[Date Prev][Date Next][Thread Prev][Thread Next][Date Index][Thread Index]
Re: [Qemu-devel] QEMU terminates during reboot after memory unplug with
From: |
Igor Mammedov |
Subject: |
Re: [Qemu-devel] QEMU terminates during reboot after memory unplug with vhost=on |
Date: |
Thu, 14 Sep 2017 10:59:05 +0200 |
On Thu, 14 Sep 2017 13:48:26 +0530
Bharata B Rao <address@hidden> wrote:
> On Thu, Sep 14, 2017 at 10:00:11AM +0200, Igor Mammedov wrote:
> > On Thu, 14 Sep 2017 12:31:18 +0530
> > Bharata B Rao <address@hidden> wrote:
> >
> > > Hi,
> > >
> > > QEMU hits the below assert
> > >
> > > qemu-system-ppc64: used ring relocated for ring 2
> > > qemu-system-ppc64: qemu/hw/virtio/vhost.c:649: vhost_commit: Assertion `r
> > > >= 0' failed.
> > >
> > > in the following scenario:
> > >
> > > 1. Boot guest with vhost=on
> > > -netdev tap,id=mynet0,script=qemu-ifup,downscript=qemu-ifdown,vhost=on
> > > -device virtio-net-pci,netdev=mynet0
> > > 2. Hot add a DIMM device
> > > 3. Reboot
> > > When the guest reboots, we can see
> > > vhost_virtqueue_start:vq->used_phys getting assigned an address that
> > > falls in the hotplugged memory range.

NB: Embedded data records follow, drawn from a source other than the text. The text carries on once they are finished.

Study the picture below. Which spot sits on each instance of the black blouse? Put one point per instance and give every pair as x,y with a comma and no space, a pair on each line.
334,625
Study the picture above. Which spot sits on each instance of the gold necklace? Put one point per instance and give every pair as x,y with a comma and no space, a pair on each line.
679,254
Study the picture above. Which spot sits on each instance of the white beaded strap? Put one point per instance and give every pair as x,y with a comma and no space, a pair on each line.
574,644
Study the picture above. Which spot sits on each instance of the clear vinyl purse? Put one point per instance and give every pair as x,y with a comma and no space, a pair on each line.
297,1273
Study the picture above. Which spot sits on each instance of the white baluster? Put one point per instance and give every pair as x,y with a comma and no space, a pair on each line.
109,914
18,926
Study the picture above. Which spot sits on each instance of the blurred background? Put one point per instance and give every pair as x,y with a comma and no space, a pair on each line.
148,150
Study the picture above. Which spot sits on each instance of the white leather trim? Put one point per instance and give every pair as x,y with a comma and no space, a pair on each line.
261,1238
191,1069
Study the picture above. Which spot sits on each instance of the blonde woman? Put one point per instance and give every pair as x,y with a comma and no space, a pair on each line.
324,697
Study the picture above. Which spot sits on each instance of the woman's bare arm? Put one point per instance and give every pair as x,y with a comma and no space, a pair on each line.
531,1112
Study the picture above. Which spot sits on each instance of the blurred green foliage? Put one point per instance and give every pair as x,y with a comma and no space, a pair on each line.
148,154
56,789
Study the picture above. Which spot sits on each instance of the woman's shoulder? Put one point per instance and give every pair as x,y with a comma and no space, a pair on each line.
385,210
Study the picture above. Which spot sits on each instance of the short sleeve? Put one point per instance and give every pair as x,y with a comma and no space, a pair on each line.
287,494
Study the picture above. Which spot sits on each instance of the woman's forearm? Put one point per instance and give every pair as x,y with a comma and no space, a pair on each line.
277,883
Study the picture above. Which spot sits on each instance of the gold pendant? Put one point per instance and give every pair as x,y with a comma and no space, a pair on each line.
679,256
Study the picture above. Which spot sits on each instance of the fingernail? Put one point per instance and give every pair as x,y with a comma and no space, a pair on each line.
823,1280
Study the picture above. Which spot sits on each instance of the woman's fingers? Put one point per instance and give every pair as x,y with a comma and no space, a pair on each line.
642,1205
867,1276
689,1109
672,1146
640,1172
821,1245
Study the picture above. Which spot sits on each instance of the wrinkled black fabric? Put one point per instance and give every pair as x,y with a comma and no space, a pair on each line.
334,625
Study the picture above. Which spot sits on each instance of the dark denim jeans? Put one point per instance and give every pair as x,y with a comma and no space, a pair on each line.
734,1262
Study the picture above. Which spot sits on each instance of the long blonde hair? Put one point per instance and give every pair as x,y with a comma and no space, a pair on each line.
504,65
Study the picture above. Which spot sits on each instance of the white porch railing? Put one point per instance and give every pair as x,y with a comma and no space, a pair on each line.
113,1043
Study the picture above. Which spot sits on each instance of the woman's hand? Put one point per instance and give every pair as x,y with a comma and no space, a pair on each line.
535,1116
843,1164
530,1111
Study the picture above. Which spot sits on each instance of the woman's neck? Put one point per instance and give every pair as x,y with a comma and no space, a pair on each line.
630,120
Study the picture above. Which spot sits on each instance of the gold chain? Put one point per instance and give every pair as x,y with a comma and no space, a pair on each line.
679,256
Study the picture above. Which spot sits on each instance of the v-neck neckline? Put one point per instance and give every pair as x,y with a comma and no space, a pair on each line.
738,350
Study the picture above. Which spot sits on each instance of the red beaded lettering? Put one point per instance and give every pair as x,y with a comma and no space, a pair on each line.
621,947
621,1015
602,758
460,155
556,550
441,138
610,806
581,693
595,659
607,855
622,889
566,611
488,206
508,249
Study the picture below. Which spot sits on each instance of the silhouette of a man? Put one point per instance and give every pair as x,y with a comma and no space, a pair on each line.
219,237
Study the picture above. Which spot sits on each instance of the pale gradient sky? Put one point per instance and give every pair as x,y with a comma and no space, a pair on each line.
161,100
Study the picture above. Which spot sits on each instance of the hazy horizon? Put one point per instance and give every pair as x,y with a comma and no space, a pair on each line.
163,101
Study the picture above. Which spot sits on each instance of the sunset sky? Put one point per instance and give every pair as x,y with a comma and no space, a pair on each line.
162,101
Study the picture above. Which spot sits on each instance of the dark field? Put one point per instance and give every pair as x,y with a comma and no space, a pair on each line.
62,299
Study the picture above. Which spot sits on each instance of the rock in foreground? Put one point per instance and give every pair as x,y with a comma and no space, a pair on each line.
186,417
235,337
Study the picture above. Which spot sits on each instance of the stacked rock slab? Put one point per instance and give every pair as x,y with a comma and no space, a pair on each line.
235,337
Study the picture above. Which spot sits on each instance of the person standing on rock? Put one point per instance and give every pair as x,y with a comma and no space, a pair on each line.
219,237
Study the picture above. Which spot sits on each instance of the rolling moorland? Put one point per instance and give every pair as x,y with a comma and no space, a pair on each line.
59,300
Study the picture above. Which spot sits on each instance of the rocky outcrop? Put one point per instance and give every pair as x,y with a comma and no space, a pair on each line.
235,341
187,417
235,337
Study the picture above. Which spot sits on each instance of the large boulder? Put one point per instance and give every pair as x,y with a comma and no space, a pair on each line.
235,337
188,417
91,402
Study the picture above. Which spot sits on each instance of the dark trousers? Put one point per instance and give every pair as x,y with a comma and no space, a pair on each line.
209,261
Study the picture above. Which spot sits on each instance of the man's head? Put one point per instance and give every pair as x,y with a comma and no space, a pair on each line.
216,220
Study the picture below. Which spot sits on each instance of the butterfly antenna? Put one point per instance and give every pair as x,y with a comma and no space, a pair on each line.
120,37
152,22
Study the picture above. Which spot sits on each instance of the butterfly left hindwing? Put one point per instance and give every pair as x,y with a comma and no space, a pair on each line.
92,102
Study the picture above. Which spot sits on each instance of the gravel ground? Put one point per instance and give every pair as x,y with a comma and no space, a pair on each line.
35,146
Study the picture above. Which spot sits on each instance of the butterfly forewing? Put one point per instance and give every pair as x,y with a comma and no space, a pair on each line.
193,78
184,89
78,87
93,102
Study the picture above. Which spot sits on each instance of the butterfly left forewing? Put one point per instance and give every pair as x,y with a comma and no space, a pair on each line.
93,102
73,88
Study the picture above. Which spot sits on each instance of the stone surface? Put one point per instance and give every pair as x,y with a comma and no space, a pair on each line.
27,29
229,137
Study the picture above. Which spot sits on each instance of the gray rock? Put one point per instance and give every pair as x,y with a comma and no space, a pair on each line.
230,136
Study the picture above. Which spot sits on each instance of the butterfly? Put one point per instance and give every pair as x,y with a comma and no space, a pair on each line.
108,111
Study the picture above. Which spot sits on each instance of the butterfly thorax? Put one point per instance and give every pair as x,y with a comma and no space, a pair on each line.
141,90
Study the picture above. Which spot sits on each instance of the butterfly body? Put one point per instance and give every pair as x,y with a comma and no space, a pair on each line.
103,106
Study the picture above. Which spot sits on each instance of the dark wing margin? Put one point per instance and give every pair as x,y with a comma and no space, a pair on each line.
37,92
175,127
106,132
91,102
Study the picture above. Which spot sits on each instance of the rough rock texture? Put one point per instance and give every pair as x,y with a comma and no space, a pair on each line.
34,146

> > > 4. Remove the DIMM device
> > > Guest refuses the removal as the hotplugged memory is under use.
> > > 5. Reboot
> >
> > > QEMU forces the removal of the DIMM device during reset and that's
> > > when we hit the above assert.
> > I don't recall implementing forced removal om DIMM,
> > could you point out to the related code, pls?
>
> This is ppc specific. We have DR Connector objects for each LMB (multiple
> LMBs make up one DIMM device) and during reset we invoke the
> release routine for these LMBs which will further invoke
> pc_dimm_memory_unplug().
>
> See hw/ppc/spapr_drc.c: spapr_drc_reset()

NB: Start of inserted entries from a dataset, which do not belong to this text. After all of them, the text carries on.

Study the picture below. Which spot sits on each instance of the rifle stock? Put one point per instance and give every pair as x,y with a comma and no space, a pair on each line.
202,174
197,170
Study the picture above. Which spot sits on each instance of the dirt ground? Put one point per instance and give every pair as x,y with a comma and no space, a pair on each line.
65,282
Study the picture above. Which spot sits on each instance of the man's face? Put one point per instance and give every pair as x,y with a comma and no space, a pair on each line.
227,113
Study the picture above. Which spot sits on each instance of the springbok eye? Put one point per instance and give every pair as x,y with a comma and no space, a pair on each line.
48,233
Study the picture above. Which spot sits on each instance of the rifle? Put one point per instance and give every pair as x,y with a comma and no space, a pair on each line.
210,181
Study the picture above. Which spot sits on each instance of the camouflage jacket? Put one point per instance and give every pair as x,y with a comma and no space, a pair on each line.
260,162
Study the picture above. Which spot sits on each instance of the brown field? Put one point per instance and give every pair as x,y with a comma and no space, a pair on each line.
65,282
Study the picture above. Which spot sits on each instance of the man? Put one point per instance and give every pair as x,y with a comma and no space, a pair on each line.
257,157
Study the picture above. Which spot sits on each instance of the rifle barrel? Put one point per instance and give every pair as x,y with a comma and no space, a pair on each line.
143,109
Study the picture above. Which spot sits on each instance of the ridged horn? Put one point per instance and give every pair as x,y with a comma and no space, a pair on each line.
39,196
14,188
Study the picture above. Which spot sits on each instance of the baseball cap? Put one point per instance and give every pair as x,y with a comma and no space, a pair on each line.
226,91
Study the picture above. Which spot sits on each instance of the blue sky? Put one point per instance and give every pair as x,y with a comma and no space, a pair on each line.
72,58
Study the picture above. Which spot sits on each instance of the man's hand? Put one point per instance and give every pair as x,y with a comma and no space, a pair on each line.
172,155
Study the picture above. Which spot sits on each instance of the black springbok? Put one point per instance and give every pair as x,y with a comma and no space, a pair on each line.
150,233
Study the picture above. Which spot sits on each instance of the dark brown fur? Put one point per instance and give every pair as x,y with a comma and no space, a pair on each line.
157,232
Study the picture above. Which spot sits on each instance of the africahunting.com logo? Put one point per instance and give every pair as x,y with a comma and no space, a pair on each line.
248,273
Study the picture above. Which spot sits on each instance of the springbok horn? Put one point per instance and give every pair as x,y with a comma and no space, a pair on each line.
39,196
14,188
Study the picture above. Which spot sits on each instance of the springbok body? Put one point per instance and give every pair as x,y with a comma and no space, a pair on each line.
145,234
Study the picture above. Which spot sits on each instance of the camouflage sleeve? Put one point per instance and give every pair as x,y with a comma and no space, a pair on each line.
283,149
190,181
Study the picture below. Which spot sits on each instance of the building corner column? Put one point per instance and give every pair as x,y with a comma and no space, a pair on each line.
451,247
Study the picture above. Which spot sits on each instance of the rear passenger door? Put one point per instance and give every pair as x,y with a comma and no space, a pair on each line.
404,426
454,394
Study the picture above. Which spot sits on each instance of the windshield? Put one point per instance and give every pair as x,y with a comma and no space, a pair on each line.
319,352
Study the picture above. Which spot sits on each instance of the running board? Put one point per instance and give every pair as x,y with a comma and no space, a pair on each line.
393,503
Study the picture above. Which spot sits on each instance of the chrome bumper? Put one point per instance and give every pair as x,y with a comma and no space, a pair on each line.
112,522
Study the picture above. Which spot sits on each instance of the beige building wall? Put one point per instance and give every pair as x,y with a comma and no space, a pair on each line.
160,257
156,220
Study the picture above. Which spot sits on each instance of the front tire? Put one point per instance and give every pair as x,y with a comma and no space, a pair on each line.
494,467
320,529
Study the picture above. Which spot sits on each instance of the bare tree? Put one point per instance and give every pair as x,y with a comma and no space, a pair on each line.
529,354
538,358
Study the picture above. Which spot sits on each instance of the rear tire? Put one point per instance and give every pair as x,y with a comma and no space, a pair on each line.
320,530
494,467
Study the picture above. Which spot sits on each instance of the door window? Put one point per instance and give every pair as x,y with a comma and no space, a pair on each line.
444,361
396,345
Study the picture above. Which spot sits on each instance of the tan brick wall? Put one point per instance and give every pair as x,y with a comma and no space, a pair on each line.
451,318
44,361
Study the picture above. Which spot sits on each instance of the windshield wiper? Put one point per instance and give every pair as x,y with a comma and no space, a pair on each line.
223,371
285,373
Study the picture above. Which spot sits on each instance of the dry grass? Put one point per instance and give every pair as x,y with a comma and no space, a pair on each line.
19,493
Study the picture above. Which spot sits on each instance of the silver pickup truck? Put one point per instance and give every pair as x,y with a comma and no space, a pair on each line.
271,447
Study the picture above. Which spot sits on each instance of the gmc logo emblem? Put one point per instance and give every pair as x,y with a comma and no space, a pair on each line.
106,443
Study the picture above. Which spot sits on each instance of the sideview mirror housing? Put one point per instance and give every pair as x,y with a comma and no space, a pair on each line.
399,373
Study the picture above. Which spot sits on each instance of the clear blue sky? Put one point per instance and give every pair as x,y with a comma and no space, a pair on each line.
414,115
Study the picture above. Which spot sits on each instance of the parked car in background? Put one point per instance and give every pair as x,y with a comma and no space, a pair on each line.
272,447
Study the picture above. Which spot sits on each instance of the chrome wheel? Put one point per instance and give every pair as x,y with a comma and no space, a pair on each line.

> hw/ppc/spapr.c: spapr_lmb_release()
>
> >
> > > Any pointers on why we are hitting this assert ? Shouldn't vhost be
> > > done with using the hotplugged memory when we hit reset ?
> >
> > >From another point of view,
> > DIMM shouldn't be removed unless guest explicitly ejects it
> > (at least that should be so in x86 case).
>
> While that is true for ppc also, shouldn't we start fresh from reset ?
we should.
when it aborts vhost should print out error from vhost_verify_ring_mappings()
if (r == -ENOMEM) {
error_report("Unable to map %s for ring %d", part_name[j], i);
} else if (r == -EBUSY) {
error_report("%s relocated for ring %d", part_name[j], i);
that might give a clue where that memory stuck in.
Michael might point out where to start look at, but he's on vacation
so ...
> Related comment from hw/ppc/spapr_drc.c: spapr_drc_reset()
>
> /* immediately upon reset we can safely assume DRCs whose devices
> * are pending removal can be safely removed.
> */
> if (drc->unplug_requested) {
> spapr_drc_release(drc);
> }
>
> So essentially in the scenario I listed, the unplug request is rejected
> by the guest, but during next reboot, QEMU excersies the above code
> and removes any devices (memory, CPU etc) that are marked for removal.
I'd remove pending removal on reset for DIMM/CPU if it's acceptable from
PPC HW pov.
>
> Regards,
> Bharata.
>